The proposed jail in Manhattan would replace a government building that currently houses the city's marriage bureau and offices for the Manhattan District Attorney. Both would be relocated, and the new jail would include ground floor retail space and reach as high as 40 stories.

The city tried to make the plan more appealing by giving the community back one of two jails that already exist in the neighborhood, the Manhattan Detention Complex—more commonly referred to as the Tombs—for housing, a community center, and other purposes. (The other jail is the Metropolitan Correctional Center, a federal complex.)

Jeff Thamkittikasem, Senior Adviser to First Deputy Mayor Dean Fuleihan, tried to tell the angry crowd the jail would allow inmates to be closer to the courts and more integrated into the community.

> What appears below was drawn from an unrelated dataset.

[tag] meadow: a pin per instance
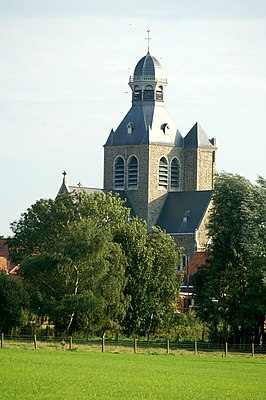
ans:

“People who are in these facilities [will] have closer access to programming, reentry, mental health programs and education,” he said before being drowned out by protests.

Manhattan Borough President Gale Brewer and City Councilmember Margaret Chin were also present at the meeting.

The jail population must shrink to 5,000 inmates for the smaller jails to be sufficient. Just under 9,000 inmates are currently incarcerated in city jails. Residents at Wednesday's meeting expressed skepticism about those numbers and questioned what would happen if the jail population began to increase.

The community complained that they were left out of the planning process and said a study that examines the impact on the neighborhood includes too small of an area.

“It’s very limited and it's flawed. It only asks to look at a quarter of a mile,” said Nancy Kong, who is on the board of Chatham Towers, a residential building near the planned jail. “It doesn't include the children, the schools, our seniors, our businesses or anything like that.”

The meeting is one of several that will take place across the city in the coming months. The process for closing Rikers and opening smaller jails is expected to take a decade to complete, and the City is hoping to certify their plans by the end of 2018, so that the Uniform Land Use Review Procedure can begin in mid-2019.